Fujitsu is looking to make a name for itself as a stand-alone vendor, not as a partner of Siemens or Sun Microsystems, with its new Primergy BX900 blade system, a blade enclosure it calls the “Dynamic Cube.”
The new blade enclosure offers computing blades, storage, networking, and management software in a single offering. It’s not exactly a revolutionary idea: Cisco’s Unified Computing System (UCS), Sun’s (NASDAQ: JAVA) new Open Network Systems, and blades from HP and IBM follow a similar path.
Fujitsu is not a major player in the U.S., but it aims to be. It’s usually fifth on the quarterly server tracking lists, well below the aforementioned vendors. Most of its products are SPARC-based, as Fujitsu has been a licensee of Sun’s microprocessors for 20 years. But this is something new.
It came out with its BX300 blade system in 2001, and they went nowhere. In 2004, it came out with the BX600. With this new BX900 series of Intel Xeon 5500-based blades, Fujitsu hopes to take sales from the 200,000 units per year range to 500,000 by next year.
“From a market share standpoint, Fujitsu is a small player compared to other players,” Manuel Martull, senior director of server marketing at Fujitsu told InternetNews.com. “But in our mind, we have a superior product, so our task will be to bring more brand awareness as an x86 server vendor.”
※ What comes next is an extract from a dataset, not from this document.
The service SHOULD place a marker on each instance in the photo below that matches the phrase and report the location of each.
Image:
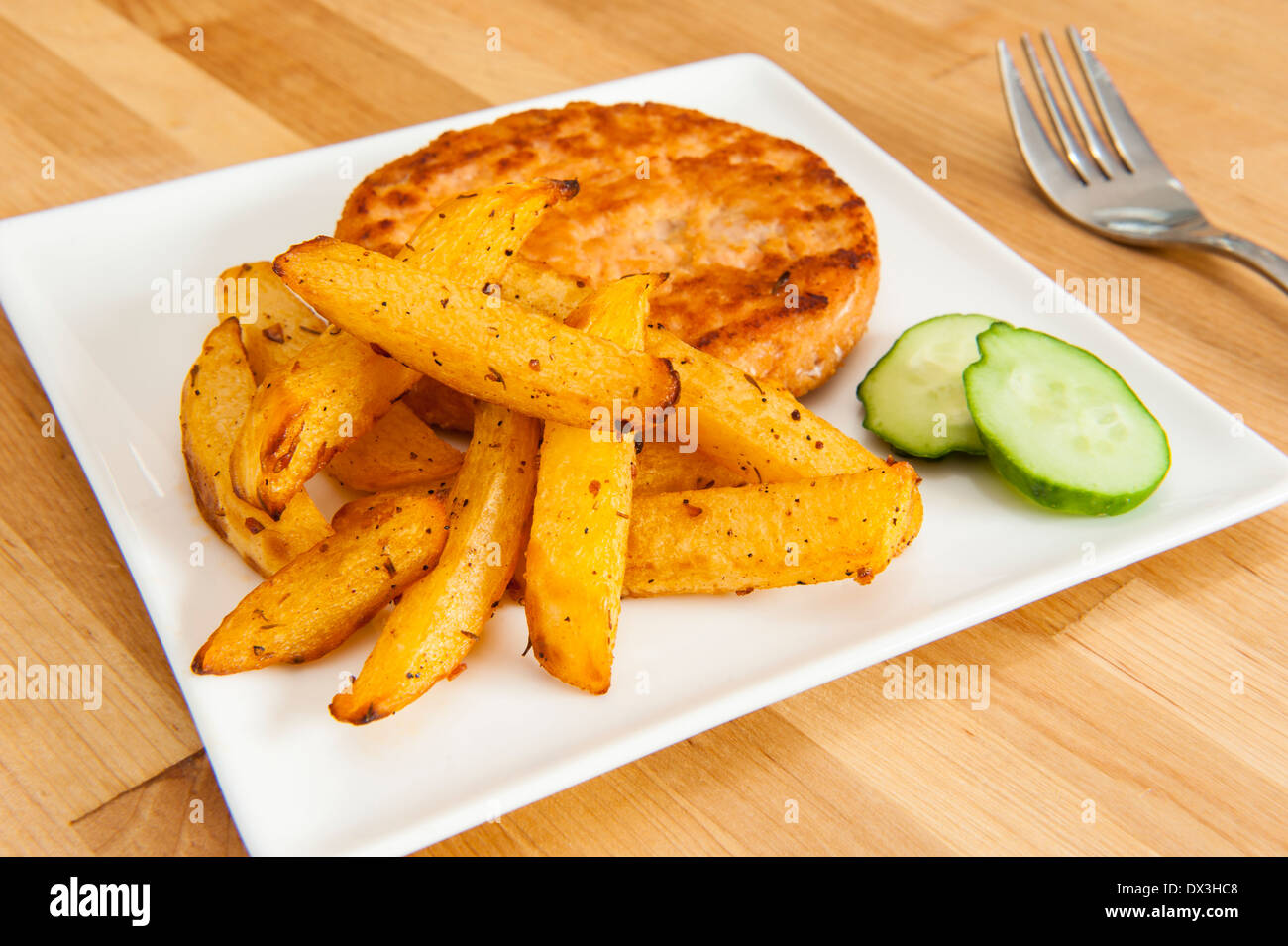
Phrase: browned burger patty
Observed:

The Dynamic Cube is a ten-unit chassis that can hold up to 18 blades. Each BX920 blade server holds two Xeon 5500 processors and up to 144GB of memory in 18 sockets. Through a custom networking midplane, the setup can handle up to 6.4 terabits of bandwidth between server blades.
The enclosures also support 10 Gigabit Ethernet and Fibre Channel links through eight bays for connection to the blades. Fujitsu will add support for InfiniBand and eventually 40Gbit Ethernet, it said.
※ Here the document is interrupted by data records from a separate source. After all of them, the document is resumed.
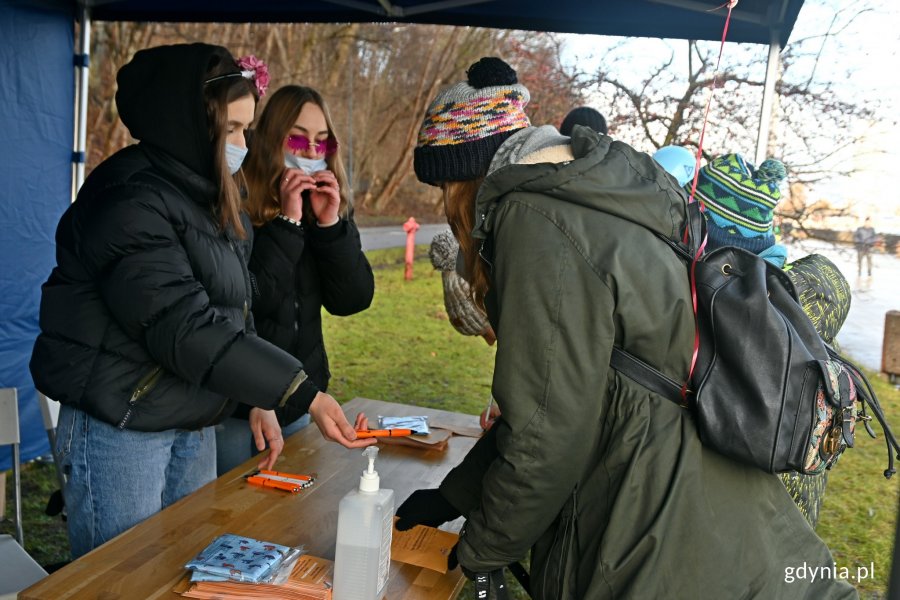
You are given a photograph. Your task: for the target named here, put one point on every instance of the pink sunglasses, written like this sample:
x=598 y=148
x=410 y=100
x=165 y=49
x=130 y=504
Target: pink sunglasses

“We future-proofed the chassis as much as possible,” said John Howell, senior product marketing manager at Fujitsu. “We like to think that we have a lot of bandwidth and capability. UCS might be bandwidth-limited because Fibre Channel over Ethernet has some overhead. Cisco should be congratulated for its vision, but we wanted to provide something more proven.”
In addition to the hardware, the solution provides ServerView Resource Coordinator VE management software to automate the management of both virtual and physical servers and manage both Fujitsu and non-Fujitsu hardware. It will support racks from Dell, HP and IBM.
Martull claims the Dynamic Cube is 30 percent more energy efficient, despite housing more blades in the same space than the big name vendors, thanks to its design.
“The air intake is higher and we optimized it in a way that blade enclosures behave like a screen door with easy air flow, without requiring power hungry fans,” he said
Fujitsu is taking orders now and plans to begin delivering systems on the 25th. Starting price is just under $11,000.